One answer to the question is, essentially, no, it isn’t. So we pull back, retreat into ourselves and our little circle. We can become what Luther called “humanity curved in on itself.”[5] We control everything we can. We major on self-protection and self-concern, because we are so desperately afraid of the terrible things life can throw at us.
It’s the highway to the sin of despair – of giving up fundamental trust in God.
The other answer is to open ourselves up to the world. Like Jesus, we accept that terrible things can, and will, happen. But, also like Jesus, we open ourselves in trust that, whatever the terrible things, God is faithful. It is, in spite of all appearances, worth it.
As a philosopher[6] once said: the one who has a “why” can bear any “how.”
The fundamental thing here, it seems to me, is to develop actual trust in God. It’s easy enough to say we “believe” in God. But that’s just the start, a framework in which trust can develop.
It is the journey of a lifetime to become someone who trusts God like Jesus does.

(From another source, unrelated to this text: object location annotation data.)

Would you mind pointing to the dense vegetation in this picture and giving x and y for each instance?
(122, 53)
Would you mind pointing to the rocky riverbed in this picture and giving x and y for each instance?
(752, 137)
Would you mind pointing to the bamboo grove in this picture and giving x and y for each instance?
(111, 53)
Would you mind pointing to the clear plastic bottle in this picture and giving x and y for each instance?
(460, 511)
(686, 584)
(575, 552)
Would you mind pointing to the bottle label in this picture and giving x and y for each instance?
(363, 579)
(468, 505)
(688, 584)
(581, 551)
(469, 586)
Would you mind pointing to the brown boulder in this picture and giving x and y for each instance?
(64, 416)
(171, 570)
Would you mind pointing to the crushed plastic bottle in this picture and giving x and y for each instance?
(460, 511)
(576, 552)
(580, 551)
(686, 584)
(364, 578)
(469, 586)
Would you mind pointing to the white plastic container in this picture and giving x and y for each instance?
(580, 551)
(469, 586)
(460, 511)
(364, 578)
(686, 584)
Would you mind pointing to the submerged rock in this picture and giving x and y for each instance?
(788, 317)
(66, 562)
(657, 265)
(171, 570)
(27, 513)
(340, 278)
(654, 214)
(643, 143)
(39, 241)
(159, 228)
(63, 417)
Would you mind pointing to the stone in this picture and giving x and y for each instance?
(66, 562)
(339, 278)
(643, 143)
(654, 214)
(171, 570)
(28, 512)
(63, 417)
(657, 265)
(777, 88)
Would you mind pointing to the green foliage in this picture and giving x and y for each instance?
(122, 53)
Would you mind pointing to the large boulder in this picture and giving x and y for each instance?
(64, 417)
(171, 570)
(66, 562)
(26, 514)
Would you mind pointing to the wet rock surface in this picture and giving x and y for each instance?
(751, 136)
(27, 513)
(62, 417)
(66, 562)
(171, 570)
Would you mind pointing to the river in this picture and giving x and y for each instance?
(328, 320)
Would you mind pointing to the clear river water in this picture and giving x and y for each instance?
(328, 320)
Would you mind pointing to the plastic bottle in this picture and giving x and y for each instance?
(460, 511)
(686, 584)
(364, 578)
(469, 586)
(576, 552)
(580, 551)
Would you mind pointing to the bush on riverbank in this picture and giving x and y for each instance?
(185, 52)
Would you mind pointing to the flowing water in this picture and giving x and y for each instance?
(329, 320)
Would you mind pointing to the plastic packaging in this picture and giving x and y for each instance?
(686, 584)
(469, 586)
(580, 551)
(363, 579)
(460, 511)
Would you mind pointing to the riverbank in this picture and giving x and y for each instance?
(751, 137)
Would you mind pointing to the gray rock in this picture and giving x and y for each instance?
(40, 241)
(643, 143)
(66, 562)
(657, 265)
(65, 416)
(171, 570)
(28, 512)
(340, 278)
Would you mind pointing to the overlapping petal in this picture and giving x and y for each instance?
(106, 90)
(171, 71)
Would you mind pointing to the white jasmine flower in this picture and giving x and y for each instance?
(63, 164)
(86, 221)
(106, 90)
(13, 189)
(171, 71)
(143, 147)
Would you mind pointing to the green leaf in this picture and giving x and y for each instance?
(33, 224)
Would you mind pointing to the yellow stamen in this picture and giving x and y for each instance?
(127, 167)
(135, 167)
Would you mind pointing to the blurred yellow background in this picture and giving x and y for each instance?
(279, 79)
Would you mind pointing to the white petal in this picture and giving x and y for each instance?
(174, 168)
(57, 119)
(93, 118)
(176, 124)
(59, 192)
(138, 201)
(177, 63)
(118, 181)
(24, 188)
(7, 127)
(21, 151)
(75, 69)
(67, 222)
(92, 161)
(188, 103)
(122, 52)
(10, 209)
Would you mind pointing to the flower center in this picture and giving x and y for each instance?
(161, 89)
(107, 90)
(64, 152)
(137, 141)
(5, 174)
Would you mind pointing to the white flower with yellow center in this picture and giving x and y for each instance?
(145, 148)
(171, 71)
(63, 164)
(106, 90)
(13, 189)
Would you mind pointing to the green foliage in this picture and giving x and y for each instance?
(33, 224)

But he shows us the way, He shows us that engaging the world with the courage to embrace failure and suffering as much as success and pleasure is the right way to live. The way to live that connects us to the God who really does love us.
And that brings us back to our starting point. I asked the question: Why would anyone want to take up their cross? It turns out that was the wrong question: there is no escape from having a cross.
The real question is: what then? Do we trust God to use our cross to transform us to people open to one another and the world, people ever more in touch with God, plugged into the power source at the heart of all things?
Or do we pull back, close down, turn in on ourselves?
We are cast into the midst of life. We can’t “solve” suffering. All we can do is respond to it. Do we close in on ourselves, focus on wellness, look after me and mine, and try to minimise our own suffering? Or do we follow Jesus into transformation and resurrection?[7]
A sermon preached at Preston High Street Uniting Church on Matthew 16:21-28 on the 26th of August 2020 for the Thirteenth Week after Pentecost Year A, Proper 17(22)
[1] Matthew 16:21-28
[2] My father disputes this account, but it is how it was told to me.
[3] Yes, there is still poverty (and will be more so after COVID19 has run its course) but it isn’t the norm for people in the West like it was. We pretty well all have indoor plumbing.
[4] https://thecritic.co.uk/tara-isabella-burton-on-americas-new-religions/
[5] Homo incurvatus in se
[6] Nietzsche, but I’m wary of quoting too many philosophers in a sermon
[7] If you’ve followed this footnote, you should definitely read Suffering by Dorothy Soelle.